Assuming the 90 days trading horizon Broadcom is expected to generate 3.11 times more return on investment than General Electric. However, Broadcom is 3.11 times more volatile than General Electric. It trades about 0.31 of its potential returns per unit of risk. General Electric is currently generating about -0.05 per unit of risk. If you would invest  1,366  in Broadcom on September 16, 2024 and sell it today you would earn a total of  577.00  from holding Broadcom or generate 42.24% return on investment over 90 days.
Time Period3 Months [change]
DirectionMoves Together 
StrengthVery Weak
Accuracy100.0%
ValuesDaily Returns

Broadcom  vs.  General Electric

 Performance 
       Timeline  
Broadcom 

Risk-Adjusted Performance

14 of 100

 
Weak
 
Strong
Good
Compared to the overall equity markets, risk-adjusted returns on investments in Broadcom are ranked lower than 14 (%) of all global equities and portfolios over the last 90 days. Despite somewhat uncertain technical and fundamental indicators, Broadcom sustained solid returns over the last few months and may actually be approaching a breakup point.
General Electric 

Risk-Adjusted Performance

1 of 100

 
Weak
 
Strong
Weak
Compared to the overall equity markets, risk-adjusted returns on investments in General Electric are ranked lower than 1 (%) of all global equities and portfolios over the last 90 days. Despite somewhat strong basic indicators, General Electric is not utilizing all of its potentials. The current stock price disturbance, may contribute to short-term losses for the investors.

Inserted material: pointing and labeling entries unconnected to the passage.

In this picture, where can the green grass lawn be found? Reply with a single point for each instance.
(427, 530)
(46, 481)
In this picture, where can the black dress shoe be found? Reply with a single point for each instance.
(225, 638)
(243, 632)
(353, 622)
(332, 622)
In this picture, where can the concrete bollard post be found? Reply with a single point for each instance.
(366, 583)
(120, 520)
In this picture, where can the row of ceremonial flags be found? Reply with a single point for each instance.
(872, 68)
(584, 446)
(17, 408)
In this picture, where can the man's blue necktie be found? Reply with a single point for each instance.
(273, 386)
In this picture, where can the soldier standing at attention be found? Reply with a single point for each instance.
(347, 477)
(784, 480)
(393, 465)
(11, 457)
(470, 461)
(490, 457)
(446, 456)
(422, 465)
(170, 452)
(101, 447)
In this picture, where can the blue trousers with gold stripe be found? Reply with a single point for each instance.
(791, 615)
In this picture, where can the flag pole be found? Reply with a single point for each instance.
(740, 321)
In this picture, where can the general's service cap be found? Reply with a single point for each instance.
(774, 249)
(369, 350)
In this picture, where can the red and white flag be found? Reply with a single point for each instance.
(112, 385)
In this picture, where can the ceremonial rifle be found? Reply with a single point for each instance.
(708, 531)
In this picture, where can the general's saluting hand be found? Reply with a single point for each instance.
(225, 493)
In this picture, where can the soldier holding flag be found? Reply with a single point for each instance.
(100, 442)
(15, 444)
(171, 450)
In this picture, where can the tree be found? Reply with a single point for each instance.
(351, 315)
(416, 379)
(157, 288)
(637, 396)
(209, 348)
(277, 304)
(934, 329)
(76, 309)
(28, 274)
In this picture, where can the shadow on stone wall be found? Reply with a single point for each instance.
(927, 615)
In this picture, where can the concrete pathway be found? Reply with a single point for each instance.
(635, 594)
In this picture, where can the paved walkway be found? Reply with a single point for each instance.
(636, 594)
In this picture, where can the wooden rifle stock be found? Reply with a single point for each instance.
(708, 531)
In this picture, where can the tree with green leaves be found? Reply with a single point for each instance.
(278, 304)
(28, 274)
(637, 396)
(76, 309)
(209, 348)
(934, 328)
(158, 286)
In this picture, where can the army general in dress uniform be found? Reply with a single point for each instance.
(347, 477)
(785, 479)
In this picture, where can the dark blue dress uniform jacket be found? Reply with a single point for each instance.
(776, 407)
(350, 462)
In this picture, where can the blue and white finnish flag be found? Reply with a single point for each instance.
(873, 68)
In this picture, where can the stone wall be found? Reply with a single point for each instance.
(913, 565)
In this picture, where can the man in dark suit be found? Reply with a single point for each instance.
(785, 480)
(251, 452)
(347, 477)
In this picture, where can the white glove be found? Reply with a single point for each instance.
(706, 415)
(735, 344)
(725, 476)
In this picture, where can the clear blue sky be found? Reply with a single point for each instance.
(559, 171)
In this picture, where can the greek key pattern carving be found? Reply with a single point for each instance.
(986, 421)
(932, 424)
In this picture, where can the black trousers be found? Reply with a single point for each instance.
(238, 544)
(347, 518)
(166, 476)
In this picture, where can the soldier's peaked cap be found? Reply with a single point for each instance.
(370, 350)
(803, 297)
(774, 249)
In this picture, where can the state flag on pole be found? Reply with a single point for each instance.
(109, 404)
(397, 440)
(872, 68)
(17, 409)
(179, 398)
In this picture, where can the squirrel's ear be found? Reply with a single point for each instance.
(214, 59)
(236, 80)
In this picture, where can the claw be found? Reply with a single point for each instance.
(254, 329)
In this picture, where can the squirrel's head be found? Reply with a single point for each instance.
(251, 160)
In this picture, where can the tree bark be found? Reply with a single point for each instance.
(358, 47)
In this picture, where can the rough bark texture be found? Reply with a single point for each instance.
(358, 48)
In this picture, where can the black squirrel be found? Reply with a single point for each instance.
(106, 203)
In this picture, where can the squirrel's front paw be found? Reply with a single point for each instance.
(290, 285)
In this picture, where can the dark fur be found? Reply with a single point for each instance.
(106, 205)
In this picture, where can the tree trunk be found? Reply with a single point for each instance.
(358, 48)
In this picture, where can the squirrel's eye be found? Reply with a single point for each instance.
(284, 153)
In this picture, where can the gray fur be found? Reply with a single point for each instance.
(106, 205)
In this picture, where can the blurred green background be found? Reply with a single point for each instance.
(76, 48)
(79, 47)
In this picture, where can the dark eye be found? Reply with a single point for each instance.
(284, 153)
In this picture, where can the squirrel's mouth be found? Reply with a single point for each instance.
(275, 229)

Broadcom and General Electric Volatility Contrast

   Predicted Return Density   
       Returns  

Pair Trading with Broadcom and General Electric

The main advantage of trading using opposite Broadcom and General Electric positions is that it hedges away some unsystematic risk. Because of two separate transactions, even if Broadcom position performs unexpectedly, General Electric can make up some of the losses. Pair trading also minimizes risk from directional movements in the market. For example, if an entire industry or sector drops because of unexpected headlines, the short position in General Electric will offset losses from the drop in General Electric's long position.
The idea behind Broadcom and General Electric pairs trading is to make the combined position market-neutral, meaning the overall market's direction will not affect its win or loss (or potential downside or upside). This can be achieved by designing a pairs trade with two highly correlated stocks or equities that operate in a similar space or sector, making it possible to obtain profits through simple and relatively low-risk investment.
Check out your portfolio center.
Note that this page's information should be used as a complementary analysis to find the right mix of equity instruments to add to your existing portfolios or create a brand new portfolio. You can also try the Transaction History module to view history of all your transactions and understand their impact on performance.